On April 23, 2019, a Kentucky appellate court overruled an earlier decision that had allowed a novel suit filed by eight individual beneficiaries of the Kentucky Employees Retirement System ("KRS"). The earlier decision allowed a suit against two investment managers for allegedly poor performance of hedge funds managed by the investment managers (although the performance of the funds met or exceeded the stated target in KRS' investment guidelines), to proceed as a “derivative” action purportedly on behalf of KRS, as well as on a primary basis on the argument that the plaintiffs had standing due to their status as Kentucky taxpayers.
The lower court ruling was significant for private fund managers that have accepted or are considering accepting investments from Kentucky plans, as it had the potential to expose managers to liability to Kentucky pension plan beneficiaries.
The Kentucky appellate court determined that the lower court was incorrect, and that plaintiffs lacked standing to sue. Specifically, the appellate court found that:
- The financial injury was too speculative. The plaintiffs did not allege that their benefits would decrease as a result of any purported investment underperformance. Instead, they asserted only that KRS is currently in a budgetary shortfall. Therefore, the plaintiffs’ claims were based on “fears of a hypothetical future harm” rather than “actual or imminent” injury.
- The statute setting forth standards of conduct and duties for KRS trustees did not create standing without an actual injury.
- Plaintiffs could not have standing based on an argument that the beneficiary of a trust can sue when a trustee cannot or will not do so, because KRS is not a trust under Kentucky law.

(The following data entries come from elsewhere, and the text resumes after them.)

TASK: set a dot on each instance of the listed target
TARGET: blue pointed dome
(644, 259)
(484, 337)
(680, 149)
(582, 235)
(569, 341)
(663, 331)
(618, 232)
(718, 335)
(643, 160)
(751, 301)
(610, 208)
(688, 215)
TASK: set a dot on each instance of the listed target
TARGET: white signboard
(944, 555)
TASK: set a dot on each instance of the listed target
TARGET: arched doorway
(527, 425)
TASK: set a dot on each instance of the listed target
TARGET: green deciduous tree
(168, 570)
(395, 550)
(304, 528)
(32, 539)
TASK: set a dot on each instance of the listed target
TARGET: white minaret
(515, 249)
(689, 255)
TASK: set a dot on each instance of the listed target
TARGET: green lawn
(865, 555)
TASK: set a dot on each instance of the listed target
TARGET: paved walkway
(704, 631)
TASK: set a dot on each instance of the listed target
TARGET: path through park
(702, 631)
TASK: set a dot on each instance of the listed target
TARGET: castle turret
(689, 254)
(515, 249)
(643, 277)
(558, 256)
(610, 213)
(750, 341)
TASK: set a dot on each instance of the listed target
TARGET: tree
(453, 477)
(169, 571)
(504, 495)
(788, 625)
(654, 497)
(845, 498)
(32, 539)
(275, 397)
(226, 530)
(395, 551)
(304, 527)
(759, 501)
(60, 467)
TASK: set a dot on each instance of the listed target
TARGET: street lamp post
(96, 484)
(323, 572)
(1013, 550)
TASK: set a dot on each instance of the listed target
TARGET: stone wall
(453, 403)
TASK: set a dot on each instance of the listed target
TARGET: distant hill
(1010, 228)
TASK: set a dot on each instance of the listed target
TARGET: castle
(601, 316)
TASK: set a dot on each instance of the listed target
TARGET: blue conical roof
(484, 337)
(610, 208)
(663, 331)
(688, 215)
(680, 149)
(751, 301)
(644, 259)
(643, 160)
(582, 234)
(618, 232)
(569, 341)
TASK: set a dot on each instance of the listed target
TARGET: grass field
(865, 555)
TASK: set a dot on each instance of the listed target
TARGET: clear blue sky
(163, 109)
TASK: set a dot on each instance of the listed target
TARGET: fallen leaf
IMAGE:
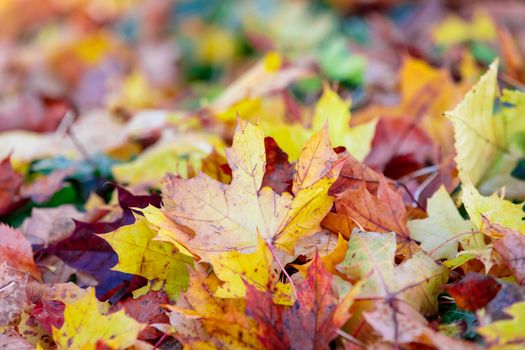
(506, 334)
(382, 212)
(86, 323)
(16, 251)
(444, 229)
(474, 291)
(217, 212)
(146, 309)
(477, 133)
(417, 281)
(511, 247)
(10, 183)
(139, 254)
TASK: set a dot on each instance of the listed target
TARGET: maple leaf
(236, 269)
(178, 153)
(474, 291)
(16, 251)
(383, 212)
(146, 309)
(443, 230)
(86, 323)
(49, 314)
(199, 318)
(506, 334)
(279, 172)
(13, 296)
(11, 340)
(401, 325)
(399, 147)
(477, 133)
(44, 187)
(334, 110)
(139, 254)
(10, 183)
(309, 324)
(217, 212)
(371, 255)
(494, 208)
(50, 225)
(86, 251)
(511, 247)
(330, 107)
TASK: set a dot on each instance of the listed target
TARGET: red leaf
(309, 324)
(49, 313)
(474, 291)
(399, 147)
(279, 172)
(260, 306)
(10, 182)
(512, 249)
(146, 309)
(16, 251)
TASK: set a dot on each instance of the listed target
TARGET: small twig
(7, 286)
(350, 338)
(418, 173)
(67, 124)
(160, 341)
(274, 254)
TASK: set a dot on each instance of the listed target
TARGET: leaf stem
(274, 254)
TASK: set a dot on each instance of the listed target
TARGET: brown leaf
(44, 187)
(308, 324)
(384, 212)
(474, 291)
(399, 147)
(353, 174)
(50, 225)
(400, 324)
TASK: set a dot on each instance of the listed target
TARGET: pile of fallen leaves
(174, 180)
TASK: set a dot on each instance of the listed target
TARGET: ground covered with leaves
(262, 174)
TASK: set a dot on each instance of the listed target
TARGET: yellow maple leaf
(477, 133)
(336, 111)
(507, 334)
(230, 217)
(444, 228)
(85, 323)
(455, 30)
(177, 153)
(494, 208)
(139, 254)
(201, 320)
(371, 256)
(256, 268)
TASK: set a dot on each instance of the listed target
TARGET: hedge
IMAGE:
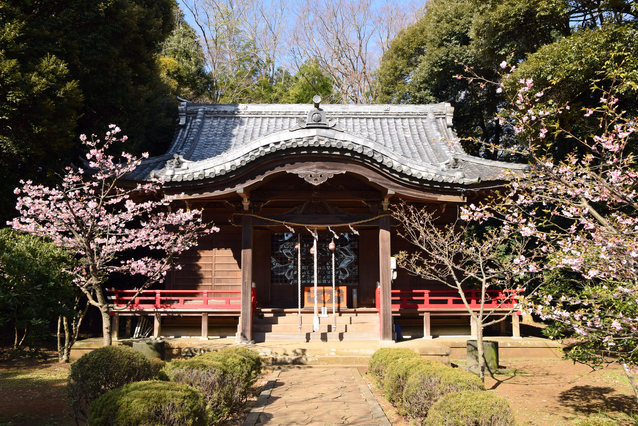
(151, 403)
(475, 408)
(425, 387)
(103, 370)
(382, 358)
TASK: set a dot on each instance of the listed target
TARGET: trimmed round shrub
(103, 370)
(222, 391)
(152, 403)
(156, 368)
(425, 386)
(397, 374)
(381, 358)
(224, 378)
(475, 408)
(238, 361)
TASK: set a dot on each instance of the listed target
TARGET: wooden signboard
(324, 296)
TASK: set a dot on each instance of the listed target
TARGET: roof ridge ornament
(316, 118)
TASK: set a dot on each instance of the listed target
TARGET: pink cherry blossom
(100, 221)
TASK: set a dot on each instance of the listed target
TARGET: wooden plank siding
(213, 265)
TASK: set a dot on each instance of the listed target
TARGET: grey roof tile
(415, 141)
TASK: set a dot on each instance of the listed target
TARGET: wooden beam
(385, 280)
(115, 326)
(204, 325)
(157, 324)
(427, 325)
(244, 328)
(516, 326)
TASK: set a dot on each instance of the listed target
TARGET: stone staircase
(279, 325)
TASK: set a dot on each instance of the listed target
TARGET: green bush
(597, 421)
(239, 361)
(380, 360)
(224, 378)
(475, 408)
(397, 374)
(103, 370)
(222, 391)
(151, 404)
(426, 386)
(157, 365)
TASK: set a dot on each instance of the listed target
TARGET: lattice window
(284, 269)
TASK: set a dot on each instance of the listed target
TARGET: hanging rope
(299, 283)
(306, 225)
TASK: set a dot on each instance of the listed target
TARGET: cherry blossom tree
(464, 258)
(103, 220)
(582, 211)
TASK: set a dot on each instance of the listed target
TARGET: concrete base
(442, 349)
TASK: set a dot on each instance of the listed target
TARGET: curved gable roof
(413, 142)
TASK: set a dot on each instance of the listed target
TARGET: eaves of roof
(415, 143)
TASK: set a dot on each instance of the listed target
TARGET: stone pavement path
(316, 396)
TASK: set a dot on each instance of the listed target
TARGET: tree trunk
(630, 376)
(106, 326)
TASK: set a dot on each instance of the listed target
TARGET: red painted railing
(179, 299)
(450, 299)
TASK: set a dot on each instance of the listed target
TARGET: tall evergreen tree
(565, 43)
(73, 66)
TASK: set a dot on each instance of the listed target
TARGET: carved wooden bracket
(316, 177)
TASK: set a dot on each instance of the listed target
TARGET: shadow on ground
(595, 399)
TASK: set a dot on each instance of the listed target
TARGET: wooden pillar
(128, 327)
(427, 326)
(205, 325)
(473, 327)
(385, 280)
(516, 326)
(157, 324)
(244, 329)
(115, 326)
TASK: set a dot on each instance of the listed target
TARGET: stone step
(268, 318)
(325, 328)
(260, 336)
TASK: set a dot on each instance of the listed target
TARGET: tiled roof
(413, 142)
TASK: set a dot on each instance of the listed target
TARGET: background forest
(70, 67)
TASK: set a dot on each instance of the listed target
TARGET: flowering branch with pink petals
(101, 218)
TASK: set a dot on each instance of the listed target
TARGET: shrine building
(302, 195)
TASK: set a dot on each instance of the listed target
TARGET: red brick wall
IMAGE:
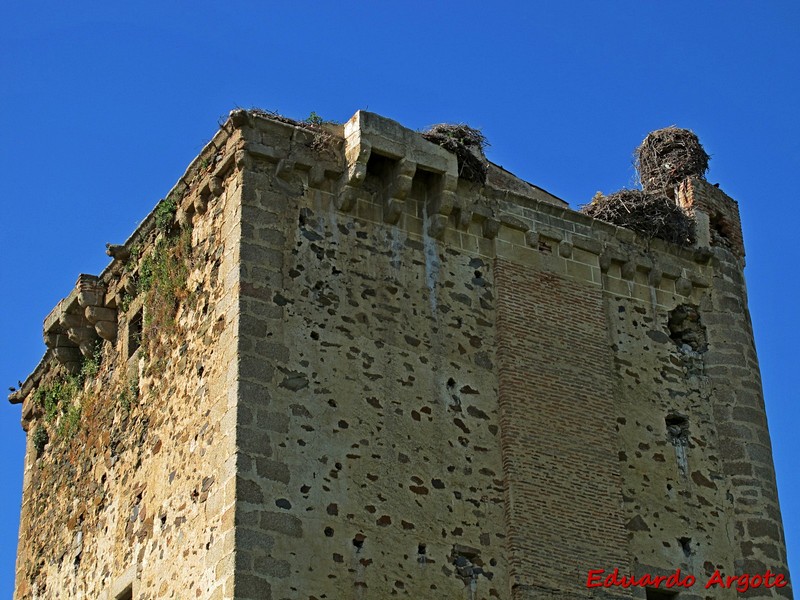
(557, 433)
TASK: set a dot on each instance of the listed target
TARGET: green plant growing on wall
(162, 278)
(91, 365)
(55, 396)
(70, 422)
(129, 394)
(40, 439)
(164, 213)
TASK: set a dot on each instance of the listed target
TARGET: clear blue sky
(103, 107)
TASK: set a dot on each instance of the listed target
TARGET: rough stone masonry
(328, 366)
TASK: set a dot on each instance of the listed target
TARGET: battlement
(335, 161)
(334, 362)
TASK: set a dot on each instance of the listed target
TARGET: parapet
(336, 160)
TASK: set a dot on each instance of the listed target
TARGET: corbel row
(72, 328)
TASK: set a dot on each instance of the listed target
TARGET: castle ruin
(330, 365)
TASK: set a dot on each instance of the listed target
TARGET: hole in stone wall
(686, 546)
(678, 435)
(677, 429)
(653, 594)
(134, 332)
(379, 172)
(126, 594)
(686, 329)
(720, 230)
(425, 184)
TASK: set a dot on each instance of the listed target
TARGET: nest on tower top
(668, 156)
(467, 143)
(652, 215)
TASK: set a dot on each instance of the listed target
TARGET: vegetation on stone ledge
(467, 143)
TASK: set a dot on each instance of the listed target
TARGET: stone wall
(386, 381)
(138, 491)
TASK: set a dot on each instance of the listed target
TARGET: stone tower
(329, 365)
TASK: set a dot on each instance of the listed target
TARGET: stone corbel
(91, 298)
(357, 153)
(398, 190)
(442, 203)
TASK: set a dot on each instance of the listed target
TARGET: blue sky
(104, 106)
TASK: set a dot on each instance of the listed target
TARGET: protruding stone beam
(441, 203)
(367, 134)
(398, 190)
(91, 298)
(118, 252)
(357, 151)
(56, 338)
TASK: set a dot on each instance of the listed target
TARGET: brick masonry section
(557, 437)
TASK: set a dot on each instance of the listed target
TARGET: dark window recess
(677, 429)
(134, 333)
(686, 329)
(721, 231)
(653, 594)
(126, 594)
(686, 546)
(678, 436)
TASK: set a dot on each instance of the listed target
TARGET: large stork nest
(467, 143)
(652, 215)
(668, 156)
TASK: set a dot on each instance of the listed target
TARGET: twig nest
(467, 143)
(668, 156)
(652, 215)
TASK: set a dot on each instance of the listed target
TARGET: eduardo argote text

- The plaintiffs did not have “taxpayer standing,” based on the idea that a citizen may have standing to sue because the financial state of KRS could result in increased contributions by the State of Kentucky and, by extension, its taxpayers. Plaintiffs had merely speculated that their taxes could be raised, rather than alleging that any specific bill, law, levy or expenditure had caused them injury. Even if the plaintiffs had pointed to a specific injury, they would also need to argue that it was caused by the investment managers’ actions, and that it was possible for the court to redress.